まあ、それはいいとして、ギルドカードの方も生産に入ってもらった。枚数が枚数だけに、純粋に製造時間がかかるから。間に合いそうになければ手動で手伝うこととしよう。
『……歌を記録しました』
めいちゃんが律儀に歌を記録したようだ。何千年か後になって、再びこの迷宮が遺跡になったころ、発掘者は、この歌を聴いて驚くのだ。
「ヤック・デカルチャー!」
なーんて叫ぶんだぜ。ブービートラップも仕掛けておくぜ。
「めいちゃん、人工魔核にチャージしている魔力は足りそう?」
『……ギルドカードは指定の枚数を製造しますと、人工魔核の魔力残量は四十パーセントほどになります。……現在の残量は七十パーセントほどです』
うーん、危険域と言えなくもないね。
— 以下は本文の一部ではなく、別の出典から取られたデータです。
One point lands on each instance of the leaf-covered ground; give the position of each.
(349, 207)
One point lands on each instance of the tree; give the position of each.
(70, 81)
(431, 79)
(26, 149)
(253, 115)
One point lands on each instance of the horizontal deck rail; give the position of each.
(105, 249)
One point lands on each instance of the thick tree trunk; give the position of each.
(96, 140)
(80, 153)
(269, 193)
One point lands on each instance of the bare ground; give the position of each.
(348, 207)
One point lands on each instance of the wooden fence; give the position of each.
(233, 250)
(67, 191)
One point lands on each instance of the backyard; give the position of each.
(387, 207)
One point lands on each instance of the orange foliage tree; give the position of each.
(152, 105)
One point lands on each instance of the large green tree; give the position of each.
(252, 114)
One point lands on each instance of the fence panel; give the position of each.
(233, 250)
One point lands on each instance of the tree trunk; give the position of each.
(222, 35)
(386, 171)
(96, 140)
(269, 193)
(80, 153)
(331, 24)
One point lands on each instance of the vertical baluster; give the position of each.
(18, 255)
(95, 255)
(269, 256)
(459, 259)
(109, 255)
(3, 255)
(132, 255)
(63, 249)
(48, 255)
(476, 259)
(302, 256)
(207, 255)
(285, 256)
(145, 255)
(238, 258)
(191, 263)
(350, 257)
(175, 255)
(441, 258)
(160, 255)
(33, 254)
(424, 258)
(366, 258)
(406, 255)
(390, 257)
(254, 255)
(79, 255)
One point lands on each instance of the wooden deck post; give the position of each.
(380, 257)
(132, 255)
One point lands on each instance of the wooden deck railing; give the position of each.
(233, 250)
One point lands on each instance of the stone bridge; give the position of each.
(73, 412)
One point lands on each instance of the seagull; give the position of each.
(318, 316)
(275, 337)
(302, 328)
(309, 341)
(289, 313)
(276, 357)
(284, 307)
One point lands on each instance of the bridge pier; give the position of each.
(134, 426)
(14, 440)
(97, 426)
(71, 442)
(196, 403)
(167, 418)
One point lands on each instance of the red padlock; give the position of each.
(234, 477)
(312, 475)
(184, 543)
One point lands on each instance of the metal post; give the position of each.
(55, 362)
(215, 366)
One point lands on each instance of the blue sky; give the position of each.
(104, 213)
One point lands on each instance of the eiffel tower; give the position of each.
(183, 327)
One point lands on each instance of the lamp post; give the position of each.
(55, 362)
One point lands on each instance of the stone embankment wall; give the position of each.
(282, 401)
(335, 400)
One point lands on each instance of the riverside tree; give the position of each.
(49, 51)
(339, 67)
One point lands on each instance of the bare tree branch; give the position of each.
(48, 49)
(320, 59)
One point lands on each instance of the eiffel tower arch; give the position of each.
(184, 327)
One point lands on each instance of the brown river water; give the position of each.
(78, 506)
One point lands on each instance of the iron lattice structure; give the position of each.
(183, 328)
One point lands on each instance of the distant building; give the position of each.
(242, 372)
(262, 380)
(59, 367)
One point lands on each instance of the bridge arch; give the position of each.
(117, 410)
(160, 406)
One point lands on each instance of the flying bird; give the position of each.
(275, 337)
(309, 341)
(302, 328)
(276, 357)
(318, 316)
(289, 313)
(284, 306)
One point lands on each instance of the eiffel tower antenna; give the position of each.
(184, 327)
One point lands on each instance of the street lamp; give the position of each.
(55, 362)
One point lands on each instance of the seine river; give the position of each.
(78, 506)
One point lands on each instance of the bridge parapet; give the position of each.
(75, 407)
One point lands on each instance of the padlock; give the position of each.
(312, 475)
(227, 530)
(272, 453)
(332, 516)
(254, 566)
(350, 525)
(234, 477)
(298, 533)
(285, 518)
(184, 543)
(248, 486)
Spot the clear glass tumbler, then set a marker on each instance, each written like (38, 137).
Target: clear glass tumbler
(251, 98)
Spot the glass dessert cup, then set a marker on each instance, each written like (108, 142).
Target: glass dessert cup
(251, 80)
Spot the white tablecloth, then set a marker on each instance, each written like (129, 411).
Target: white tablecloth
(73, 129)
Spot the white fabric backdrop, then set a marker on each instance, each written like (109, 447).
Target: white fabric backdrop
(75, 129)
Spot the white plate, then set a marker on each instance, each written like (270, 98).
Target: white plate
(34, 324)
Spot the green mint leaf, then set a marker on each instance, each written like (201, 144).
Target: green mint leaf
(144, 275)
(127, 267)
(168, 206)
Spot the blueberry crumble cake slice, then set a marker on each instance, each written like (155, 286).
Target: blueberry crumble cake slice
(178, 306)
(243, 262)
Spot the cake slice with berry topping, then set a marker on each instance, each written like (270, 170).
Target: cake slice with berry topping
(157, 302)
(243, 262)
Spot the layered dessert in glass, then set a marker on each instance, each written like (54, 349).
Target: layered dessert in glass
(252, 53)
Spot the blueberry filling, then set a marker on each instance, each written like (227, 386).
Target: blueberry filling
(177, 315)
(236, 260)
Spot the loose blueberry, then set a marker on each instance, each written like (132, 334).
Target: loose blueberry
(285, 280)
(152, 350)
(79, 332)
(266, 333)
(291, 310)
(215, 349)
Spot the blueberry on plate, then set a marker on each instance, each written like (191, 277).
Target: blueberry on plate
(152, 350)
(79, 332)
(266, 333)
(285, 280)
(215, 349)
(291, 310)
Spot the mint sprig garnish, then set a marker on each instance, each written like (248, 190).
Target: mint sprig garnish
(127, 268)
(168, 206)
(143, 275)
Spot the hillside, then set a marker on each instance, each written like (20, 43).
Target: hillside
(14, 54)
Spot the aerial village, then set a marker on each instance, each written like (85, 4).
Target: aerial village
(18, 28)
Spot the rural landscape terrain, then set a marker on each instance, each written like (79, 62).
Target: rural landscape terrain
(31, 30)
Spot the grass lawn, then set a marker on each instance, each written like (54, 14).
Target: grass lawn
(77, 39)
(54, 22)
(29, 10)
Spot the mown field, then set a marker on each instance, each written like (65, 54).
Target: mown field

事前にチャージしておこう。
中央管理室に移動して、人工魔核に手を添える。
「えーとね、倒れるから、ベッドに運んでおいてくれる?」
『……了解しました、マスター』
「ふんっ」
ぐんぐん魔力が吸い取られていく。
ああ、今日は色々やって疲れたよ。
――――おやすみ、パトラッシュ。
※右に競馬場、左にビール工場が正しいデス。
※魔法陣描き小唄のサビ部分は某大学の校歌のメロディーに乗せて。
※無理なダイエットの歌も某大学の校歌のメロディーです。